Pantauan BandungBergerak yang berada dalam kemacetan tersebut, karena arah Kiaracondong-Cibiru lumpuh total, arah sebaliknya pun macet. Kemacetan dimulai sejak depan Polda Jawa Barat hingga lampu merah Gedebage, sepanjang 1.4 KM.

Namun, tepat di depan Pasar Gedebage, kendaraan menumpuk hingga stuck. Hal ini disebabkan kendaraan-kendaraan arah Kiaracondong-Cibiru masuk ke jalur Cibiru-Kiaracondong. Padahal sisi kiri jalur Cibiru-Kiaracondong juga digenangi air yang cukup tinggi dengan ketinggian sebetis kaki orang dewasa.

Beberapa pengendara motor ada yang mematikan mesinnya, menutup lubang knalpot dengan kresek, lalu menerobos kemacetan melalui genangan air. Sebagian lainnya menunggu di jalur pelan.

Selain banjir dan kendaraan yang menghadang, sampah-sampah dari pasar Gedebage juga ikut mengalir di sepanjang genangan air. Kresek, sampah-sampah kulit buah-buahan, dedaunan, hingga kelapa utuh mengalir. Akibat sampah-sampah ini, bau tak sedap menguar. Beberapa pengendara motor pun terkendala mendorong motornya sebab tersangkut kelapa maupun aneka jenis sampah.

Beberapa polisi melerai kemacetan, beberapa calo memanfaatkan momen banjir untuk mencari keuntungan. Calo-calo ini membantu pengendara motor untuk mengangkat motornya ke atas trotoar atau melewati trotoar.

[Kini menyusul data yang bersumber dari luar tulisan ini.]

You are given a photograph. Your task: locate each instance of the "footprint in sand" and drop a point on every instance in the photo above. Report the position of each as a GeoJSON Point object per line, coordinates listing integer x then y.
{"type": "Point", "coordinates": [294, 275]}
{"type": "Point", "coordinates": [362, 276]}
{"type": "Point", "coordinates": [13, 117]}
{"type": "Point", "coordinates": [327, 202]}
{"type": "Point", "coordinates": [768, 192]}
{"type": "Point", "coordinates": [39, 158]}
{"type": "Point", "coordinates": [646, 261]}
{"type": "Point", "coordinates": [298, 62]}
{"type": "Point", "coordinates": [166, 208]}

Banjir tersebut merugikan para pengguna jalan. Reporter BandungBergerak yang turut terjebak macet mulai pukul lima sore, baru bisa sampai di perempatan Peti Kemas Gedebage kira-kira 1,5 jam kemudian.

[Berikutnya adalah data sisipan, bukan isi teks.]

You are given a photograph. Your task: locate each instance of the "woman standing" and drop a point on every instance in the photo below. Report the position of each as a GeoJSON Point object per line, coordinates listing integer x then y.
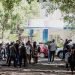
{"type": "Point", "coordinates": [35, 53]}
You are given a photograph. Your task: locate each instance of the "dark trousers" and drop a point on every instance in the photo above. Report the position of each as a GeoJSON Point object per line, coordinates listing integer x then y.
{"type": "Point", "coordinates": [24, 59]}
{"type": "Point", "coordinates": [64, 52]}
{"type": "Point", "coordinates": [52, 54]}
{"type": "Point", "coordinates": [12, 58]}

Di SPBU dekat perempatan, beberapa pengendara terlihat berusaha menyalakan motornya. Pengendara dari arah Kiaracondong-Cibiru ada yang bertanya-tanya putus asa perihal kondisi kemacetan dan tinggi air kepada pemotor lainnya.

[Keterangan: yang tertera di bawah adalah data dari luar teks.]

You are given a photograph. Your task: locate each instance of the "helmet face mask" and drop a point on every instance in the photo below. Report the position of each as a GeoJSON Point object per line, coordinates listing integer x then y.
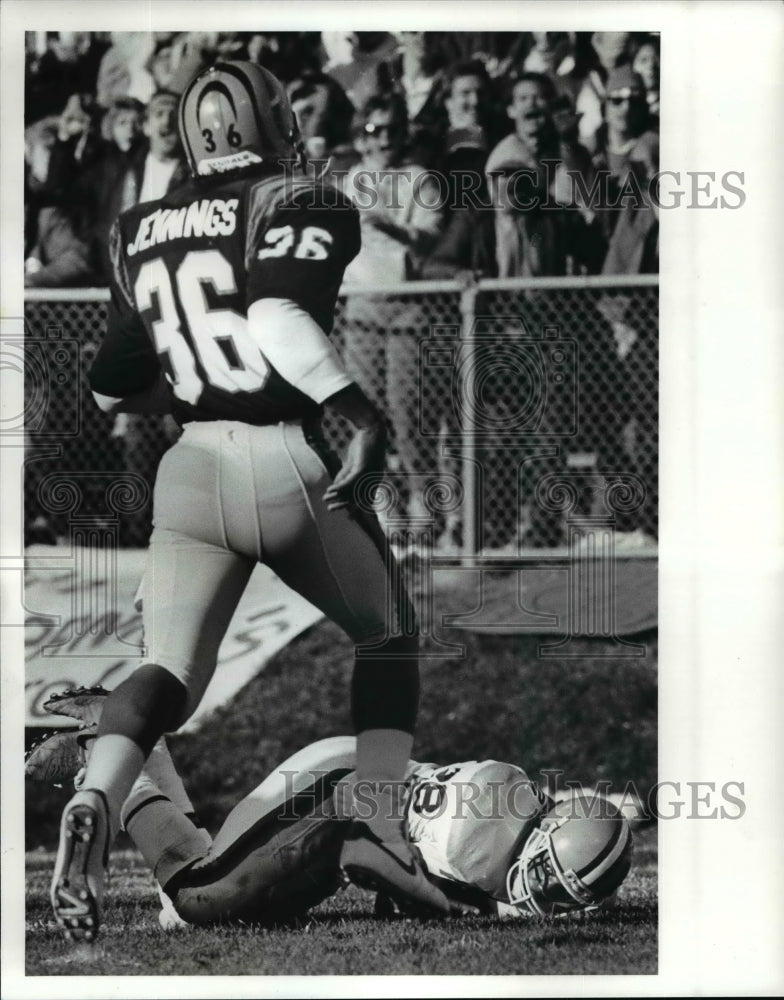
{"type": "Point", "coordinates": [236, 116]}
{"type": "Point", "coordinates": [578, 857]}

Drainase di Kota Bandung Menyempit

Salah satu faktor pemicu banjir Kota Bandung adalah drainase, seperti yang terjadi di Terowongan Cibaduyut; Jalan Soekarno Hatta, Gedebage, maupun luapan Sungai Citepus di Sirnaraga.

Bahkan khusus Sungai Citepus, drainase alami ini justru mengalami penyempitan, alih-alih pembesaran. Sungai Citepus pada hulu memiliki lebar 12 meter, namun akibat tingginya alih fungsi lahan lebar tersebut menciut menjadi 6 meter saja terutama di Jalan Pagarsih.

Menurut jurnal ilmiah “Perencanaan Drainase Kawasan Pagarsih Kota Bandung” yang ditulis Azkira Nur Auzan, Mohammad Faqih, Pranoto Samto Atmodjo, Sri Sangkawati dari Departemen Teknik Sipil, Fakultas Teknik, Universitas Diponegoro, daya tampung Sungai Citepus di Pagarsih juga diperberat dengan adanya belokan yang cukup tajam (90 derajat).

Para peneliti mencatat, perubahan tata guna lahan di daerah hulu Sungai Citepus juga mempengaruhi debit aliran permukaan (fun off) menjadi lebih besar. “Debit aliran permukaan semakin besar namun saluran pada jalan Pagarsih sudah tidak mampu menampung,” tulis para peneliti. 

Kawasan Pagarsih kota Bandung Jawa Barat merupakan kawasan padat penduduk. Kawasan tersebut memiliki banyak pertokoan dan pemukiman. Pembangunan yang semakin meningkat pada kawasan Pagarsih, mengakibatkan meningkatnya aliran permukaan langsung sekaligus mengurangi air yang meresap kedalam tanah. 

Faktanya, kasus serupa terjadi pada sungai-sungai dan drainase di Kota Bandung pada umumnya. Pembangunan yang kurang terencana membuat antisipasi bencana banjir dinafikan.

*Tulisan ini hasil reportase reporter BandungBergerak.id, Reza Khoerul Iman dan Awla Rajul.